KAFER: Isn't that unconstitutional?

ANDREWS: I, I -- and we'll talk more about this in detail when we get Senator Andy McElhany, the Republican leader of the Colorado Senate, with us a bit later in the show. But, but briefly, I -- I was misled into voting for a bill that contained that same provision in 2004. The bill ultimately was changed, cleaned up in the House, and as passed we put no such thing into law, nor would I have ever supported it if I had known what was in the bill. But I was researching earlier this afternoon in the Senate journals from April to May 2004 to find out what on earth -- why would I have unknowingly voted for a whopping tax increase and one that is -- as you say, Krista -- in violation of the Taxpayer Bill of Rights to boot, because it, it would -- purports to take money out of people's pockets through the most hated of all taxes -- the property tax -- and do so without even the benefit of a vote of the people. Consequently, my little transport in the time machine back to 2004, but more of that after 6 o'clock.

[...]

ANDREWS: Speaking of a hypothetical of what almost happened three years ago. Our then-colleague Senator Norma Anderson, who was always in favor of more money to the schools, slipped into the School Finance Act of 2004 an amendment that would have done this stealth tax increase. You were alerted to it only after unknowingly supporting it in committee. You were then wise enough to vote against it as it passed on the Senate floor. But I looked up the record today, you and Doug Lamborn, now in the U.S. Congress, were the only two Republicans who were wise enough to say “no” to it on the Senate floor. I and a lot of other Republicans were essentially snookered by Senator Anderson's clever little hidden amendment.

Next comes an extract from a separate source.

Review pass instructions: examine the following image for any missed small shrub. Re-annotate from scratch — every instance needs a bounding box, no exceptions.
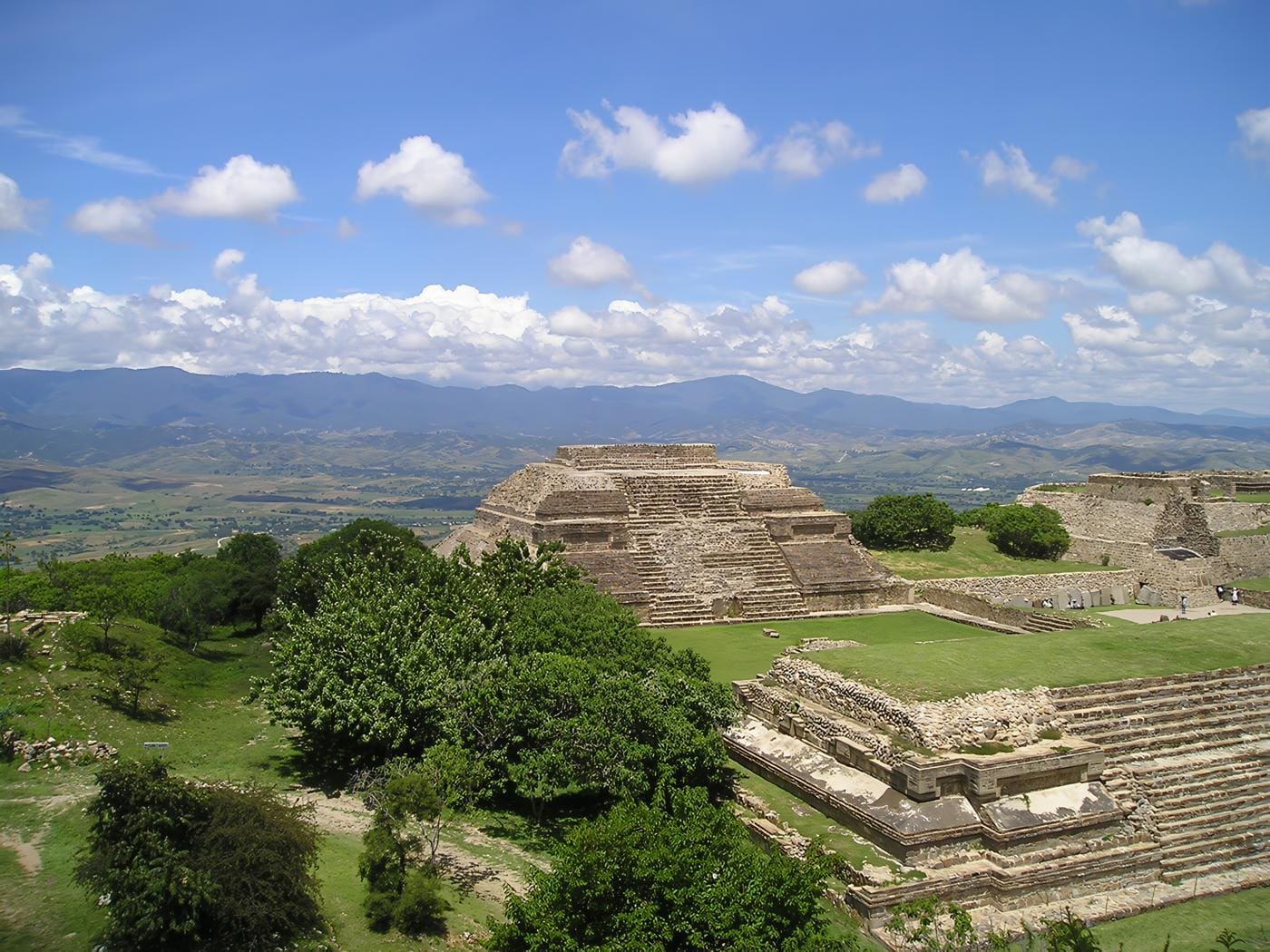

MCELHANY: Well, and I was, I was lucky in -- as Doug Lamborn and I are both, of course, from Colorado Springs, as was the House sponsor of the bill, the then-Majority Leader Keith King. And he --

ANDREWS: So you had the heads-up from Keith King?

MCELHANY: Yeah, Keith called us and said, you guys, are, are you voting for this enormous property tax increase, and accused me of voting for it in committee, and I said, “No way.”

ANDREWS: We'll pick up after the other side of these messages from our sponsors here on Backbone Radio, talk more with Senator Andy McElhany, tax fighter -- I only wish I was.